Negative effects of alcohol on footballers

Dr Joseph Kabungo
ONE substance that is consumed by sports men and not only soccer players is alcohol.
This makes it necessary for players and sports men in general to have an understanding on the effects of alcohol on recovery.
The different effects of alcohol on a human body have always been a subject of discussion.
The many negative effects associated with alcohol deserve special attention especially among sports men.
I am aware that a lot of people will argue that they take alcohol in moderation. Taking in moderation will vary from individual to individual.
One person will consider taking six bottles of castle lager per day as moderation while another person will take ten bottles as moderation.
I must say that taking alcohol in moderation is misplaced in our set-up.
However for sports men engaged in endurance sport like football or rugby, which puts a lot of demand on the body, the issues relating to alcohol have to be given special consideration.
Most of the competitive sports are played by young energetic men and women and the question which is asked most of the time is whether alcohol consumption after training or competition is a good practice or not.
I know a lot of young people will argue that alcohol helps them relax after the intense activity associated with practice or actual competition.
Of course alcohol taken in moderation is not a bad practice but I am just trying to state that for those who cannot do without a drink, it is better to take alcohol in absolute moderation because of the many negative effects associated with it.
Alcohol being a drug has to be controlled because of the toxicity associated with excessive intake.
Like the old adage goes “too much of everything is not good at all.”
This is the reason why alcohol deserves a special place in the life of sports men. Any successful sports man takes good care of his body.
This includes appropriate training, good eating habits, good hydration and a perfect social life is key to success.
All these facets can be affected by excessive alcohol intake.
At the end of the day we observe promising and budding young talent that disappears in thin air.
The specific issue on the effects of alcohol on the recovery of the body from physical activity, alcohol consumption really plays a big role.
Any strenuous physical activity will result in loss of body fluids mainly through sweating.
The fluid loss during a single competitive football match is quite significant and this has to be replaced in order for recovery of the body to occur in good time with little stress on other body systems.
Dehydration has to be avoided at all times during and after exercise.
Alcohol consumption causes more fluid loss from the body that is already in negative balance.
Alcohol results in the suppression of the anti-diuretic hormone (ADH) secretion which is responsible for water retention.
Once the ADH is suppressed more fluid will be lost through the kidneys and this situation further depletes the body fluids and worsens the dehydration.
A dehydrated sportsman will feel tired after a night of heavy drinking.
Severe dehydration will further delay the body’s ability to recover from trauma to the muscle cells and the player become more at risk of suffering muscle injuries.
Physical activity is always linked to micro trauma to the muscles and the body has got its own mechanisms of quickly repairing these in good time. Severe dehydration that is worsened by excessive alcohol intake will certainly delay this process.
It has been observed that recovery from injury is actually delayed in sports men who take so much alcohol whilst they are in the recovery period.
Compliance to prescribed rehabilitative exercises is of importance to an injured sports man.
Problems always arise when the sports man cannot attend physiotherapy sessions because of bad drinking habits.
Many sports men will give excuses for missing appointments at hospitals because they are afraid of meeting the doctor or physiotherapist because of a hangover and other undesirable effects of alcohol.
What I am trying to discuss is not the alcohol dependency syndrome, which will be tackled at a later stage but it is the effects of what can be described as a normal excessive drinking outing.
Alcohol will result in a sports man to eat unhealthy foodstuff that are found in many drinking places.
The food, which they eat, will make them have difficulties in controlling their bodyweight.
It is not a secret how many football players have been struggling with their weight.
The simple answer is the beer they have been taking and the bad eating habits.
The increase in weight of a soccer player for instance will result in increased risk to injury, especially the ankle injuries.
The other obstacle will be reduction in speed and problems to react and challenge for aerial balls, which is easily noticed in defenders.
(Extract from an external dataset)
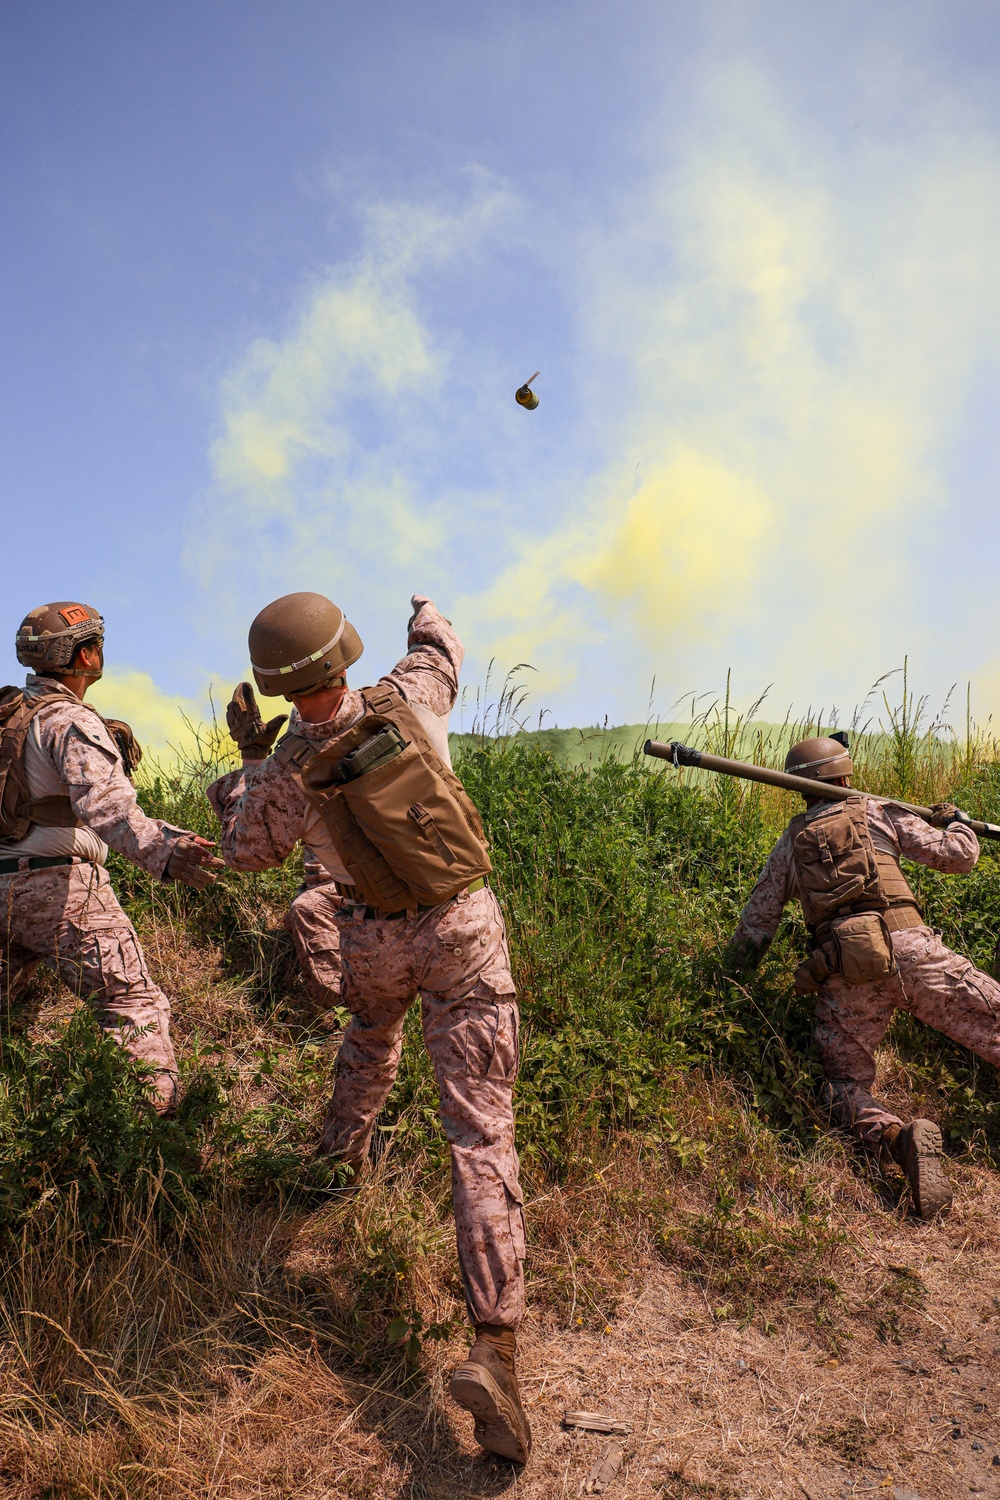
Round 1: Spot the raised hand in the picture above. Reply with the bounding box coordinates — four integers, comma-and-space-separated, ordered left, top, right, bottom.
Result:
408, 594, 432, 629
226, 681, 288, 761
Alcohol disturbs the glucose metabolism in the liver.
This will result in the body running at a very low sugar level and this will ultimately affect the performance in training and competition.
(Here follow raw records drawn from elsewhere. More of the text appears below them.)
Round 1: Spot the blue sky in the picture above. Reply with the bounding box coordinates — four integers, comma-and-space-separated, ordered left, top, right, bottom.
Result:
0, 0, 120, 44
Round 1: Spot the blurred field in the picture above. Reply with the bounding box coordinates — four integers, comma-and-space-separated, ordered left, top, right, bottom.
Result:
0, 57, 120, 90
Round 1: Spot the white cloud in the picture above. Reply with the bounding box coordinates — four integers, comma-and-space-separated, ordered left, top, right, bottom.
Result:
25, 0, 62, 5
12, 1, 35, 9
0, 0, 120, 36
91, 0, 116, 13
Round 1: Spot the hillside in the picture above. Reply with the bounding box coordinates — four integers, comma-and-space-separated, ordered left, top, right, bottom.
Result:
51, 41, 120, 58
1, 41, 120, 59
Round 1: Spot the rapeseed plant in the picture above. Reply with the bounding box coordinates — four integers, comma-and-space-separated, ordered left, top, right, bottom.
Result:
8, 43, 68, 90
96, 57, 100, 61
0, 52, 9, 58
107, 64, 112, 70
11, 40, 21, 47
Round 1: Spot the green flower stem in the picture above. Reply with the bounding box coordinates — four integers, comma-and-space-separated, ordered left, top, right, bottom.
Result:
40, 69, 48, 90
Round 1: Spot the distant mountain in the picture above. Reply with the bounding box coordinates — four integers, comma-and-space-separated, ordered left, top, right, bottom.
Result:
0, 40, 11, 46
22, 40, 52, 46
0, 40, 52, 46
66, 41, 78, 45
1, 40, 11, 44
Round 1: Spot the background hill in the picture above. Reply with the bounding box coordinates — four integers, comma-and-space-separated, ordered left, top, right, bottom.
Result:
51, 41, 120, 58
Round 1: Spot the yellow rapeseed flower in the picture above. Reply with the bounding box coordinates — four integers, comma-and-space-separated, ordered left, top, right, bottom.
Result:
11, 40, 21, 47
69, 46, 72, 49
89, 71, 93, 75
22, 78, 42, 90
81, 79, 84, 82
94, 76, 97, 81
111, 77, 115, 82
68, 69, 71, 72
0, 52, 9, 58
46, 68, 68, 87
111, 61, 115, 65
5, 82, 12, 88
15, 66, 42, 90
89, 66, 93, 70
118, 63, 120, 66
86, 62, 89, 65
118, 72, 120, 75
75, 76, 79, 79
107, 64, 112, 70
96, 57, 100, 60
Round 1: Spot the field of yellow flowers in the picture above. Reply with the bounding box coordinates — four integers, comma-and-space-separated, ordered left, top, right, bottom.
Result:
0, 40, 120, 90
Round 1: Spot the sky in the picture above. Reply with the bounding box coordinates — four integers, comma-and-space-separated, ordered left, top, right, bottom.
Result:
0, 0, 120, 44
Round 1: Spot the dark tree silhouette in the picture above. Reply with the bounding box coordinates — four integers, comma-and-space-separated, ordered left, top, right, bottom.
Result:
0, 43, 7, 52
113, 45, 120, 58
Fatigue in a sports man who drinks a lot of alcohol before and after competition is easily noticed.
Fatigue is another predisposing factor to injuries, which has been documented in many writings on sports injuries.
Injuries are always frustrating to a sports man and the best thing to do is to eliminate as many of the predisposing factors including alcohol.
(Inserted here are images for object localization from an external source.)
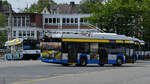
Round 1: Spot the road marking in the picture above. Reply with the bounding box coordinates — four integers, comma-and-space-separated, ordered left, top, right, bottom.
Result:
12, 74, 74, 84
12, 63, 143, 84
12, 68, 123, 84
13, 71, 103, 84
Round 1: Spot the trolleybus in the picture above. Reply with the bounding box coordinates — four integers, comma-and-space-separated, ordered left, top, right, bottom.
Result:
41, 33, 142, 66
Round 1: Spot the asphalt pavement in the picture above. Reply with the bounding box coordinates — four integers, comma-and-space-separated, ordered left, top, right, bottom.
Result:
0, 60, 149, 84
25, 64, 150, 84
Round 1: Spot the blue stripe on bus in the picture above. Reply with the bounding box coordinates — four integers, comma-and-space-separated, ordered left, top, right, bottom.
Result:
61, 60, 68, 64
87, 60, 99, 64
42, 59, 61, 63
108, 60, 117, 64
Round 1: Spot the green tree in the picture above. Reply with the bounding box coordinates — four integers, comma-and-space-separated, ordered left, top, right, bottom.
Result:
88, 0, 143, 38
23, 0, 56, 13
0, 13, 7, 49
79, 0, 104, 13
141, 0, 150, 41
0, 13, 7, 27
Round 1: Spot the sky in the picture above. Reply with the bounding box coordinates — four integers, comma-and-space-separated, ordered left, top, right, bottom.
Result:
7, 0, 82, 12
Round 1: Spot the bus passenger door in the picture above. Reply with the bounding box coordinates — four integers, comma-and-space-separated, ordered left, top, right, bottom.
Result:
68, 44, 78, 64
99, 47, 108, 64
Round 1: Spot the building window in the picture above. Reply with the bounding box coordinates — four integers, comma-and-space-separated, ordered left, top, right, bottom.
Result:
67, 18, 69, 23
71, 18, 74, 23
23, 31, 26, 37
45, 18, 48, 23
75, 18, 78, 23
26, 16, 30, 26
27, 31, 30, 36
13, 31, 16, 37
63, 18, 65, 23
57, 18, 60, 23
31, 31, 34, 36
18, 17, 21, 27
19, 31, 22, 37
22, 17, 25, 27
53, 18, 56, 23
49, 18, 52, 23
44, 10, 46, 13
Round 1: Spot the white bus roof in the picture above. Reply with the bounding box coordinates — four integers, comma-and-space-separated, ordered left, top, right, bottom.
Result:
62, 33, 134, 41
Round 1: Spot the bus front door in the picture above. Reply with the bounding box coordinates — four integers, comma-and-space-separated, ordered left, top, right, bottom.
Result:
68, 44, 77, 64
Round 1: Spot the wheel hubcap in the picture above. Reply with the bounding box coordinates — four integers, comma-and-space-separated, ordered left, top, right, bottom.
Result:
118, 59, 122, 64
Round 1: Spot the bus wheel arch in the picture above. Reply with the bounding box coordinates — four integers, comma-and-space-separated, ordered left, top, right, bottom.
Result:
79, 56, 87, 66
113, 56, 123, 66
117, 56, 123, 66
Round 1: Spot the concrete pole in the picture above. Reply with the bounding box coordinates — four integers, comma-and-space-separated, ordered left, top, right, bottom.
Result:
9, 5, 13, 40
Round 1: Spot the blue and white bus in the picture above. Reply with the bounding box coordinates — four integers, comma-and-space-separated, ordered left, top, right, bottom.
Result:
5, 39, 41, 60
41, 33, 141, 66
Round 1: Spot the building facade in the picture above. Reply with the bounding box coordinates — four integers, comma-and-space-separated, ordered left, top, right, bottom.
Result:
7, 2, 98, 40
42, 2, 97, 36
43, 14, 93, 34
8, 13, 43, 39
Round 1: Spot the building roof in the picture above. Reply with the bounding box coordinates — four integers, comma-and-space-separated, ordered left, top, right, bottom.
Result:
0, 1, 14, 14
43, 2, 80, 14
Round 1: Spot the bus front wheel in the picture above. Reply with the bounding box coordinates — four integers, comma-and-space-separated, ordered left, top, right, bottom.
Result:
61, 64, 70, 66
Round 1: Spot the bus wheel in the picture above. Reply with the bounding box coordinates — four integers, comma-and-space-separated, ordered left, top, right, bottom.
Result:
62, 64, 70, 66
75, 64, 81, 66
32, 58, 38, 60
99, 64, 104, 67
116, 58, 122, 66
80, 57, 87, 66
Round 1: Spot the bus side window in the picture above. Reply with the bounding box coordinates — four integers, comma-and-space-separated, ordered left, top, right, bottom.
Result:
125, 45, 130, 56
90, 43, 99, 60
62, 42, 68, 53
78, 43, 90, 54
90, 43, 98, 53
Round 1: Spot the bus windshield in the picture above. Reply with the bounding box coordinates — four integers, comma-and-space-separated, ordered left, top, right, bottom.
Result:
23, 40, 40, 50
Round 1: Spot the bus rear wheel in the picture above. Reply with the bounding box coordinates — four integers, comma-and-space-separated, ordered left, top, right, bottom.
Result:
116, 58, 122, 66
80, 57, 87, 66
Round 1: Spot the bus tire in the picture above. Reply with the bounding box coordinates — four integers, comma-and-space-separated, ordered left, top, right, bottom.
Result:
80, 57, 87, 66
116, 57, 123, 66
99, 64, 104, 67
62, 64, 70, 66
32, 58, 38, 60
75, 64, 81, 66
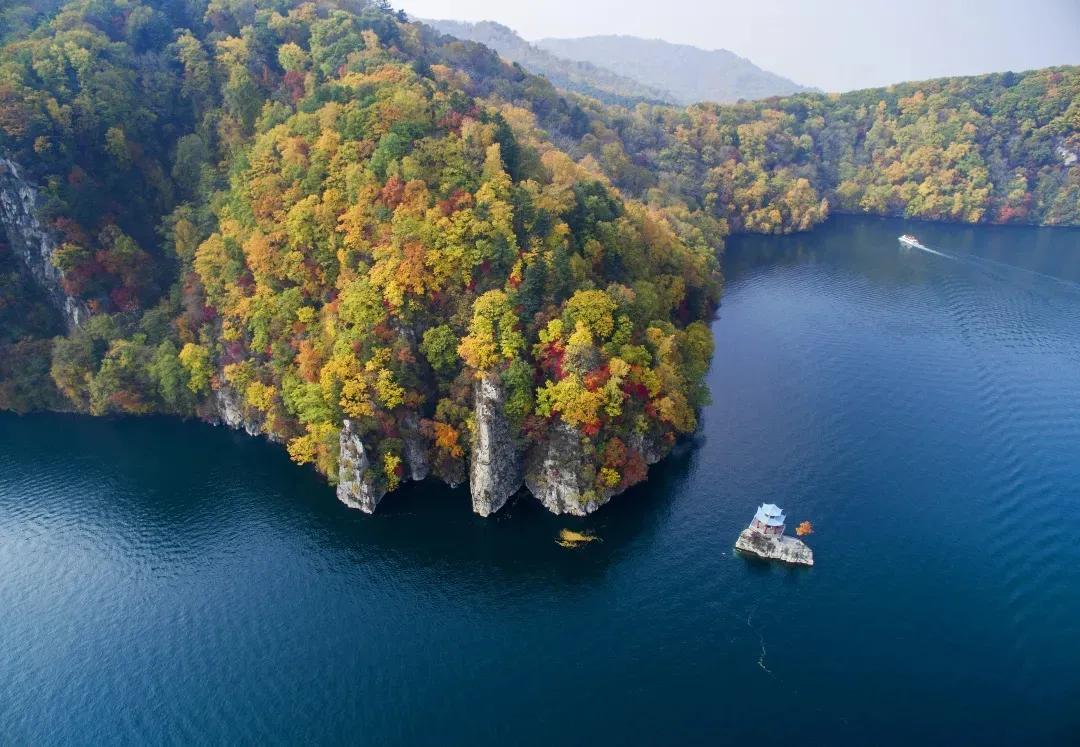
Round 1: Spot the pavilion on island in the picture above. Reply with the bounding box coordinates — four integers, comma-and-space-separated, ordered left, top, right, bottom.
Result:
749, 503, 785, 537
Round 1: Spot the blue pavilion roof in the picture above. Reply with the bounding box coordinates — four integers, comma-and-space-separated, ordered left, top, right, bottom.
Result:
754, 504, 786, 526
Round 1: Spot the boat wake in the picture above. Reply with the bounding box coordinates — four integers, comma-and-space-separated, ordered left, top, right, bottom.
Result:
900, 235, 1080, 292
904, 240, 953, 260
961, 253, 1080, 293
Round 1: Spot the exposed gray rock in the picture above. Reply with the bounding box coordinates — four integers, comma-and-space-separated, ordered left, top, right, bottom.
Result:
400, 412, 431, 482
734, 528, 814, 566
525, 426, 671, 516
334, 415, 433, 514
337, 419, 386, 513
469, 372, 523, 516
525, 422, 614, 516
629, 431, 665, 466
0, 156, 88, 329
212, 384, 261, 437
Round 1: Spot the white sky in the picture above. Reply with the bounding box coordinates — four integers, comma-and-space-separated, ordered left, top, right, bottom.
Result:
400, 0, 1080, 92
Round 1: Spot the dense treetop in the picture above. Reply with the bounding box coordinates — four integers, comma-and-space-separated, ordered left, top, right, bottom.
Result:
576, 67, 1080, 233
0, 0, 716, 501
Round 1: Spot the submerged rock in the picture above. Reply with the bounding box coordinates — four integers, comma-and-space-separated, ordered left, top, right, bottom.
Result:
337, 419, 385, 513
469, 372, 523, 516
734, 528, 814, 566
0, 157, 88, 329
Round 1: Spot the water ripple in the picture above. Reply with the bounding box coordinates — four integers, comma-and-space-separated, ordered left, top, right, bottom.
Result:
3, 218, 1080, 744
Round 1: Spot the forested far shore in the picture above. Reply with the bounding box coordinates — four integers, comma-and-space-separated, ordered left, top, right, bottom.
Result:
576, 66, 1080, 234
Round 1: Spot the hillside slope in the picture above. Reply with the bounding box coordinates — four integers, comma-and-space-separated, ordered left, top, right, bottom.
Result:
536, 34, 810, 104
0, 0, 717, 517
575, 67, 1080, 233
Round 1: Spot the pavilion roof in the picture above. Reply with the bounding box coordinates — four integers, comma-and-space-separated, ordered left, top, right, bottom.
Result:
754, 504, 786, 526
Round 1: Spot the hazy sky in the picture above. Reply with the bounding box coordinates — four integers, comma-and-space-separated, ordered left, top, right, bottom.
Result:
401, 0, 1080, 92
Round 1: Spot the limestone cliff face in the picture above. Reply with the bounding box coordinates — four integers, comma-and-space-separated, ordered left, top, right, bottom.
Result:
212, 384, 263, 438
526, 424, 669, 516
525, 422, 614, 516
205, 358, 670, 519
469, 372, 523, 516
629, 431, 665, 467
335, 415, 434, 513
0, 157, 88, 329
400, 412, 431, 483
337, 419, 385, 513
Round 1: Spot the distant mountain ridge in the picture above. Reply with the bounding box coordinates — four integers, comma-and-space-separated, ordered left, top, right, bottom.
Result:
536, 34, 811, 104
423, 19, 675, 106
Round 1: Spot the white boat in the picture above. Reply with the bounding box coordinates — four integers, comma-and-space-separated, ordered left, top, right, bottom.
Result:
898, 234, 920, 248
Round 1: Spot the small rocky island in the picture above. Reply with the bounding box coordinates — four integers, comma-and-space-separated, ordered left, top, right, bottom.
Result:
734, 504, 814, 566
The effects of alcohol on the brain are obvious at many times.
In medical school we use to say that alcohol inhibits the inhibitors, which means that normal processes, which help someone behave normally, are always shut down by alcohol.
Alcohol will lead to young sports men to engage themselves in risk behaviour including unprotected sex.
Unprotected sex can lead to young men getting a sexually transmitted infection, including HIV.
I am sure a lot has been said about HIV and the prevention strategies which are there.
A good recovery programme after a football match demands that adequate fluid intake is given special consideration.